Kim S I, Nam Y S, Lee S Y
Graduate School of Biotechnology, Korea University, Seoul, Korea.
Mol Cells. 1997 Dec 31;7(6):788-94.
To improve protein production, a heterologous secretion vector system was constructed with the aid of the amyR2 region. The operator sequence (amyO) of the amyR2 region on the secretion vector was changed through site-directed mutagenesis to eliminate carbon-source-mediated catabolite repression. Three substitutional (AG, G5, G10), one deletional (delta HH), and one insertional (AGHF) mutant promoters were obtained. The expression level and the degree of catabolite repression of amyR2 and the mutant promoters were examined with a single copy system using an integrational promoter probe vector, pDH32. Under glucose-free culture conditions, expression levels from all mutant promoters except HH were 1.4 to 1.5 fold higher than that from amyR2. While the expression of the amyR2 promoter was repressed by 90% in the presence of 2% glucose, expression levels of the mutant promoters were repressed by only 1% to 50%. To evaluate the advantage of the mutant promoters in production of foreign proteins by the heterologous secretion system, beta-lactamase and human pancreatic secretory trypsin inhibitor (hPSTI) were expressed by the mutant promoters. When B. subtilis LKS87 was used as a host strain, the production of the target proteins using the respective mutant promoter was increased by about 1.5 fold under glucose-free culture conditions. Under the high glucose culture conditions, secretion of target proteins produced from the mutant promoters increased 1.5 to 2 fold, whereas those by the amyR2 promoter were reduced to between 50% and 60%. The additive effect of degUh mutation on protein production was not observed under high glucose culture conditions. In addition, such culture conditions inhibited proteolytic degradation of secreted target proteins after the stationary growth phase even in B. subtilis LKS88 (degUh mutant). Thus, our results indicated that the mutant promoters, which are resistant to glucose-mediated catabolite repression, are very useful for over-production of foreign proteins under the high glucose culture conditions using the heterologous expression-secretion system in B. subtilis.
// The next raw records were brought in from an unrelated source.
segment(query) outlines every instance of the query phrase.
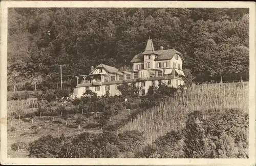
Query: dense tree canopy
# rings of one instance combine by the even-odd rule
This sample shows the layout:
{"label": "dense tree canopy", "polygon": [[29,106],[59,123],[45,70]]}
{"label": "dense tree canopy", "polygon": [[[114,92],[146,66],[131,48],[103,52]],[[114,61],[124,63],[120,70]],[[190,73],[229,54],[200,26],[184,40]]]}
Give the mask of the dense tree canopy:
{"label": "dense tree canopy", "polygon": [[61,65],[64,85],[73,88],[74,76],[91,66],[130,65],[150,35],[156,49],[182,52],[184,68],[197,81],[248,79],[248,13],[243,8],[10,8],[8,85],[56,88]]}

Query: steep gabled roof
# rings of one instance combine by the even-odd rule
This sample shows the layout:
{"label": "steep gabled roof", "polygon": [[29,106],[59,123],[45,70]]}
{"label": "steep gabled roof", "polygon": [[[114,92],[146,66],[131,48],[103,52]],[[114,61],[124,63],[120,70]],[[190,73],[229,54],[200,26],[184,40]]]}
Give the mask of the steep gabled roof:
{"label": "steep gabled roof", "polygon": [[143,59],[142,52],[140,52],[134,56],[132,61],[131,61],[131,63],[142,62],[144,61]]}
{"label": "steep gabled roof", "polygon": [[[184,58],[182,54],[175,49],[156,50],[154,51],[154,52],[157,55],[157,58],[155,59],[155,61],[170,60],[173,58],[173,57],[174,57],[175,54],[177,54],[180,56],[182,61],[184,61]],[[143,62],[143,55],[141,52],[134,56],[132,61],[131,61],[131,62]]]}
{"label": "steep gabled roof", "polygon": [[155,61],[170,60],[175,54],[177,54],[181,57],[182,61],[184,61],[184,58],[182,54],[179,51],[176,50],[174,48],[155,51],[154,48],[152,39],[151,39],[150,37],[150,39],[147,40],[145,51],[134,56],[132,61],[131,61],[131,62],[143,62],[144,61],[144,55],[150,54],[155,54],[157,56],[157,58],[155,59]]}
{"label": "steep gabled roof", "polygon": [[155,59],[155,61],[170,60],[176,54],[177,54],[180,56],[182,61],[184,61],[184,58],[182,54],[175,50],[174,48],[170,49],[160,50],[155,51],[155,52],[158,55],[158,57]]}
{"label": "steep gabled roof", "polygon": [[91,73],[90,73],[90,74],[93,73],[93,72],[96,69],[100,68],[103,68],[108,73],[112,73],[112,72],[117,72],[118,71],[118,70],[115,67],[110,66],[109,65],[100,64],[99,65],[97,66],[94,69],[92,70]]}

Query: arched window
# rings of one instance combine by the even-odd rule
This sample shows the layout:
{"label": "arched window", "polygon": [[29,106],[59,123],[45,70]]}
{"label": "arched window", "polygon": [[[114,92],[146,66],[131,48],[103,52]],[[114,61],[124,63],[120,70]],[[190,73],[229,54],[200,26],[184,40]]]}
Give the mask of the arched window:
{"label": "arched window", "polygon": [[110,90],[110,86],[109,85],[106,86],[105,89],[106,91]]}

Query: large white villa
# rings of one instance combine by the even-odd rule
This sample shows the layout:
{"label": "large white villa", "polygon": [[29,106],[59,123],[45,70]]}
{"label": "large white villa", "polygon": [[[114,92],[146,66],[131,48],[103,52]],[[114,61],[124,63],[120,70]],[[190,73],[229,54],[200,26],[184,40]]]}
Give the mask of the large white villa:
{"label": "large white villa", "polygon": [[87,90],[98,95],[104,95],[109,91],[111,95],[119,95],[118,87],[123,81],[136,82],[140,87],[140,94],[146,94],[151,86],[158,86],[160,83],[175,88],[184,85],[182,77],[182,54],[175,49],[164,49],[161,46],[155,50],[152,39],[147,40],[145,50],[133,58],[131,61],[133,71],[119,71],[114,67],[100,64],[92,67],[88,75],[76,77],[76,87],[74,95],[80,97]]}

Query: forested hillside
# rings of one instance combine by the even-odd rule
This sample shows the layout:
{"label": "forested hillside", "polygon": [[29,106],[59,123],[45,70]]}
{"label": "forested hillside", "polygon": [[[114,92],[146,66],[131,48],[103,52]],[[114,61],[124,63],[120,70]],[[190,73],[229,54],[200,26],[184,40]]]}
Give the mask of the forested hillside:
{"label": "forested hillside", "polygon": [[150,35],[156,49],[183,54],[183,68],[195,81],[219,81],[221,75],[247,79],[248,13],[242,8],[9,8],[8,90],[59,87],[60,65],[64,86],[74,87],[74,76],[91,66],[130,65]]}

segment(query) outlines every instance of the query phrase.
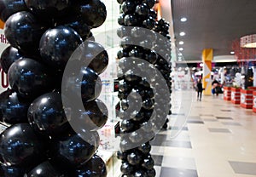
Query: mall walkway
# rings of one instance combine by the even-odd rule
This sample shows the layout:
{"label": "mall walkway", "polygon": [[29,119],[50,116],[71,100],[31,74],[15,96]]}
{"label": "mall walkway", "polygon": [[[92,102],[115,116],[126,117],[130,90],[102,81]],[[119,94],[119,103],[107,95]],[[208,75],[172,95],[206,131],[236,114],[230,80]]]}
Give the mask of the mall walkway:
{"label": "mall walkway", "polygon": [[222,95],[203,96],[200,102],[195,91],[175,91],[172,102],[172,127],[151,143],[158,177],[256,176],[256,114],[252,110]]}

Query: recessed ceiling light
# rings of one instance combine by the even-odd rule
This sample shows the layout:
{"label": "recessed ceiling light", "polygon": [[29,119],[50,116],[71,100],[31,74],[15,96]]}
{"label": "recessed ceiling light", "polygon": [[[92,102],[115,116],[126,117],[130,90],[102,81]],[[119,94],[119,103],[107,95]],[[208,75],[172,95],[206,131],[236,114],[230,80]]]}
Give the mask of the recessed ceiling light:
{"label": "recessed ceiling light", "polygon": [[180,32],[180,33],[179,33],[179,36],[181,36],[181,37],[185,36],[185,35],[186,35],[185,32]]}
{"label": "recessed ceiling light", "polygon": [[185,21],[187,20],[187,18],[186,18],[186,17],[183,17],[183,18],[180,19],[180,20],[181,20],[182,22],[185,22]]}

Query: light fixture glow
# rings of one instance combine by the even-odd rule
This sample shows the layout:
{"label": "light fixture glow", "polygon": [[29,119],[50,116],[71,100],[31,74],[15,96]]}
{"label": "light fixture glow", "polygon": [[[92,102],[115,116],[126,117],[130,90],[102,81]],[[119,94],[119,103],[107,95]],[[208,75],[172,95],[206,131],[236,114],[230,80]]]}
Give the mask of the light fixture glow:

为提高蛋白质产量,借助amyR2区域构建了一种异源分泌载体系统。通过定点诱变改变分泌载体上amyR2区域的操纵序列(amyO),以消除碳源介导的分解代谢物阻遏。获得了三个替换型(AG、G5、G10)、一个缺失型(delta HH)和一个插入型(AGHF)突变启动子。使用整合型启动子探针载体pDH32的单拷贝系统检测了amyR2和突变启动子的表达水平及分解代谢物阻遏程度。在无葡萄糖培养条件下,除HH外的所有突变启动子的表达水平比amyR2高1.4至1.5倍。虽然在2%葡萄糖存在时amyR2启动子的表达被抑制了90%,但突变启动子的表达水平仅被抑制1%至50%。为评估突变启动子在异源分泌系统生产外源蛋白中的优势,用突变启动子表达了β-内酰胺酶和人胰腺分泌性胰蛋白酶抑制剂(hPSTI)。当枯草芽孢杆菌LKS87用作宿主菌株时,在无葡萄糖培养条件下,使用相应突变启动子生产目标蛋白的产量提高了约1.5倍。在高葡萄糖培养条件下,突变启动子产生的目标蛋白分泌增加了1.5至2倍,而amyR2启动子产生的目标蛋白分泌减少到50%至60%。在高葡萄糖培养条件下未观察到degUh突变对蛋白质生产的累加效应。此外,即使在枯草芽孢杆菌LKS88(degUh突变体)中,这种培养条件也抑制了稳定生长期后分泌的目标蛋白的蛋白水解降解。因此,我们的结果表明,对葡萄糖介导的分解代谢物阻遏具有抗性的突变启动子对于在高葡萄糖培养条件下使用枯草芽孢杆菌中的异源表达-分泌系统过量生产外源蛋白非常有用。